Pakey served as a non-executive director on the Yorkshire Tourist Board (2005–2010) and the Chairman of Mersey Tourism from 2002 to 2005, at the time when Liverpool won the European Capital of Culture award. Pakey also served on the board of the regional inward investment agency, Business Liverpool from 2005 to 2008.

== Liverpool John Lennon Airport==

Peel Holdings employed Pakey when investing £50m into Liverpool Airport and looking for someone to grow the business and bring in new airlines and routes. In his executive role as CEO of Liverpool Airport, Pakey led the revival of Liverpool Airport, taking traffic levels from 700,000 passengers to 5.5 million per annum, also renaming the airport after Liverpool's famous son John Lennon, a move described at the time as ‘utter genius’ by Locum Destination Review.

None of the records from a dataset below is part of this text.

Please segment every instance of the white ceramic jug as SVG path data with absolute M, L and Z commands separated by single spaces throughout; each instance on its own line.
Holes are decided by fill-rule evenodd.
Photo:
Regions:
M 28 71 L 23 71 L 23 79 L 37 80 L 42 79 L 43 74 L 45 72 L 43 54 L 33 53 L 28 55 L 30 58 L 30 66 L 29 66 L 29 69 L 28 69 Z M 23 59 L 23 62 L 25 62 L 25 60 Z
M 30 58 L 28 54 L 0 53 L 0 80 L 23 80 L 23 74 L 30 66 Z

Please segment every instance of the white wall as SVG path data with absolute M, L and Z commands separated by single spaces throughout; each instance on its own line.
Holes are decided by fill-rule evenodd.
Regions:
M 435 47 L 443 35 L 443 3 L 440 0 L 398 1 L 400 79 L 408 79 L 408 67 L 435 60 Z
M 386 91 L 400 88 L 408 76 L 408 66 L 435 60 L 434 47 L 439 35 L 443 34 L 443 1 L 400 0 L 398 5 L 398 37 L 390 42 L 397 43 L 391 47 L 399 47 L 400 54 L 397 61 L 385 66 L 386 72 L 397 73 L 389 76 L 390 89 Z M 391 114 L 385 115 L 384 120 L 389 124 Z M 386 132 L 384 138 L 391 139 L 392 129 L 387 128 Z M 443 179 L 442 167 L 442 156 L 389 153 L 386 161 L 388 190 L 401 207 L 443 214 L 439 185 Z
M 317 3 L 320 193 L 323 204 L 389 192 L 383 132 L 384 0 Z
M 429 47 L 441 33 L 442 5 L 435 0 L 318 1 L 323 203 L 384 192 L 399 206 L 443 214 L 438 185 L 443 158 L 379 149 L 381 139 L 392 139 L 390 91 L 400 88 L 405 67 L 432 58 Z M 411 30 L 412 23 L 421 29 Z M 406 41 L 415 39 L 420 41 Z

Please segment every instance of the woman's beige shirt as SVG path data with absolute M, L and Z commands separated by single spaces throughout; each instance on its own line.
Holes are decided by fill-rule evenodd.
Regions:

In their book The Themed Space, editor Scott Lukas and co-author Peter Adey describe how the rebranding to John Lennon Airport, changed market perceptions, loyalty and ultimately the passenger numbers using the airport. "The rebranding exercise helped the airport mediate between and collapse the geographical scales and distances. The airport was able to force its way into the global audience that John Lennon and The Beatles had fostered and entertained. By connecting these scales the airport did not only raise awareness but it helped stimulate a sense of belonging and ownership. The rebranding reinforced the sense that the airport was something owned by the locality."

Pakey later co-credited his Peel Holding's chairman John Whittaker with the idea which he originally had on visiting John Wayne Orange County Airport. It was in June 2001 when, not long after the John Lennon naming was announced, Pakey and Peel received the acknowledgement for inspiring the renaming of the Louis Armstrong New Orleans Airport from the President of the airport.

Pakey secured major growth from the likes of easyJet and Ryanair at Liverpool, as well as many new airlines, some short-lived including a daily New York service with Flyglobespan. Pakey managed the airport through major strike action in 2003 without disruption to passenger flights. Pakey also led the Peel Airport's team in the conversion of RAF Finningley to Doncaster Sheffield Airport, the only new full runway length airport to open since the war. Most recently, Pakey was supporting the Vantage Airport Group from Vancouver who purchased Liverpool John Lennon Airport, with their global acquisitions and management of airports in the Caribbean, Canada and Cyprus.

==Shannon Airport==

Pakey was the first chief executive appointed after the Irish Government made Shannon independent from Dublin Airport Authority. He oversaw the establishment of the Shannon Group, a new State company responsible for both the airport and developing an aviation business centre on its surrounding land. He was credited by Shannon Group chairwoman as having made "a vital contribution to the revitalisation of Shannon Airport and formation of the wider group." Under his tenure Shannon Airport achieved 5% growth in 2015 with three-successive years of passenger increases. It was announced in December 2015 that his 3-year contract would not be renewed, in what was described as "a major blow for the region". The news of Pakey's impending departure provoked substantial local surprise as he was considered to be doing outstanding work for Shannon.

== Personal life ==
Neil Pakey lives in Manchester, England and Toronto. He was diagnosed with diabetes when 21 years old, and has attributed his competitive drive to his development of diabetes and has also supported the JDRF as the regional fundraising walk chairman for Merseyside.